Akdeniz Üniversitesi Bilimsel Araştırma Projeleri
Koordinasyon Birimi'nin hedef ve ürün odaklı Altyapı Projesi Desteği çağrısı
kapsamında tarihinin en yüksek desteğini alan projede sona yaklaşıldı. Yerli ve
milli hedefler doğrultusunda nitelikli ürünler ortaya koyma amacıyla
desteklenen proje kapsamında monoklonal antikor temelli biyobenzer ilaç
adayının geliştirilmesi sağlanacak ve kazanılacak teknolojik ve bilimsel
deneyim sayesinde ileride yeni ilaç adaylarının akademi-sanayi iş birliği ile
üretimi mümkün olabilecek. Otoimmün hastalıklar tedavisinde hedefe-yönelik
monoklonal antikor ilaçlarının pazar büyüklüğü göz önüne alındığında, proje
çıktılarının iç piyasada ilaç endüstrisinin rekabetçi gücünü artırması ve ithal
ikame ve ihracat yoluyla güçlü bir katma değer oluşturması bekleniyor. Proje
ile ilgili Akdeniz Üniversitesi Senato Salonu'nda gerçekleştirilen toplantıda
Bilimsel Araştırma Projeleri (BAP) Komisyonu Üyeleri de hazır bulundu.
"HOCALARIMIZLA
BİRLİKTE GECE GÜNDÜZ ÇALIŞTIK"
Toplantıda açıklamalarda bulunan Akdeniz Üniversitesi
Rektörü Özlenen Özkan, "Bilim, bir toplumun ilerlemesinde temel
faktörlerdendir. Bunun yolu da bilimsel araştırmaları teşvik etmek ve bilimsel
çalışmalara daha fazla kaynak ayırmaktan geçiyor. Göreve geldiğimden bu yana
öncelikli hedefimiz üniversitemizin ve ülkemizin bilimsel seviyesini
yükseltmek, kaynaklarımızı verimli bir şekilde kullanarak topluma ve insanlığa
faydalı olmak oldu. Ve bu hedefle hocalarımızla birlikte gece gündüz çalıştık,
çalışmaya da devam ediyoruz. Bu kapsamda ilk olarak Bilimsel Araştırma
Projeleri birimimizin yönerge ve uygulama esaslarını revize etmiştik. Bu
düzenlemeyle tabii ki çıktı odaklı, ürüne dönüşen insanlığa faydası olan
projelere öncelik verdik. Yine bu projelerimize hiç olmadığı kadar güçlü bütçe
desteği sağladık" sözlerine yer verdi.
10 MİLYON LİRALIK BİR
BÜTÇE BU PROJE
Proje hakkında bilgi veren Rektör Özkan, "Üniversitemiz
tarihinin belki de en yüksek destek bedeli olan yaklaşık 10 milyon liralık bir
bütçe bu proje için ayrıldı. Her zaman savunduğum konu bilim ve teknoloji
politikalarını belirlerken uzun vadeli hedeflere odaklanmalıyız. Sadece kısa
vadeli çözümlerle değil, aynı zamanda gelecekteki ihtiyaçlarımıza cevap
verebilecek stratejiler geliştirmeliyiz. Pandemi sürecinde hepimizin şahit
olduğu gibi hiç hazırlıklı olmadığımız bir durumla karşı karşıya kaldık.
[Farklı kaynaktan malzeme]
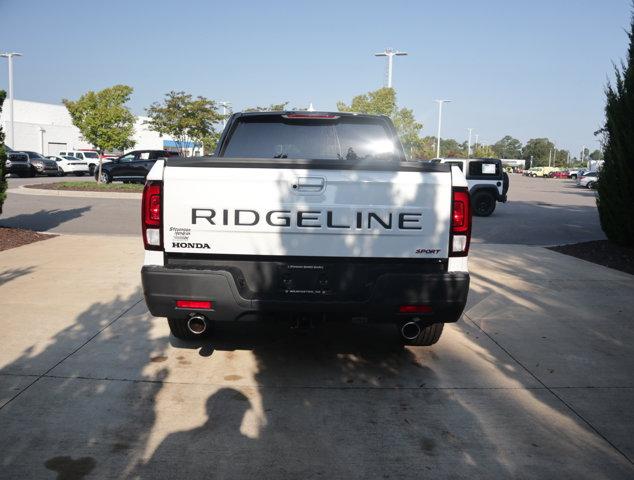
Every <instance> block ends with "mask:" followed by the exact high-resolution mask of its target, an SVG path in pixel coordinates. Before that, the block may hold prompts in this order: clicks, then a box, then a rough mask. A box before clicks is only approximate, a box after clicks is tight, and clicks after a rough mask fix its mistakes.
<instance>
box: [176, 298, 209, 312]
mask: <svg viewBox="0 0 634 480" xmlns="http://www.w3.org/2000/svg"><path fill="white" fill-rule="evenodd" d="M212 307H213V302H211V301H208V300H176V308H188V309H192V310H211V309H212Z"/></svg>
Gelecekte bu ve benzer süreçlerin yaşanması çok muhtemel. Bu sebeple böyle
durumlarla karşı karşıya kalmadan hazırlıklarımızı yapmalı ve ihtimallerle
risklerde çok daha kısa sürede mücadeleye hazır olmalıyız" dedi.
30 MİLYAR DOLARLIK
BİR PAZARA SAHİP
"Projemiz, gelecekteki sağlık risklerine karşı
hazırlıklı olabilmek adına alt yapı oluşturma amacını taşıyor. Ben bu projenin
de gelecekte kanser aşısı başta olmak üzere çok önemli çalışmalara önemli
katkılar sağlayacağına inanıyorum" ifadelerini kullanan Özkan, konuşmasına
şöyle devam etti:
"Geliştirme aşamasında olan ilacımız özellikle organ
naklinde vücudun organ reddetme riskini azaltmak amacıyla kullanılan bir ilaç
grubunda yer alıyor. Bu ilaçlar, dünya genelinde toplamda yaklaşık 30 milyar
dolarlık bir pazara sahip. Her yıl ülkemizden de bu ilaçlar için milyonlarca
dolar yurt dışına çıkıyor. Aynı orijine sahip benzer bir ilacın ABD’de patent
hakkının 1 milyar dolara satılmış olması bile, bu ilacın değerini gösteriyor.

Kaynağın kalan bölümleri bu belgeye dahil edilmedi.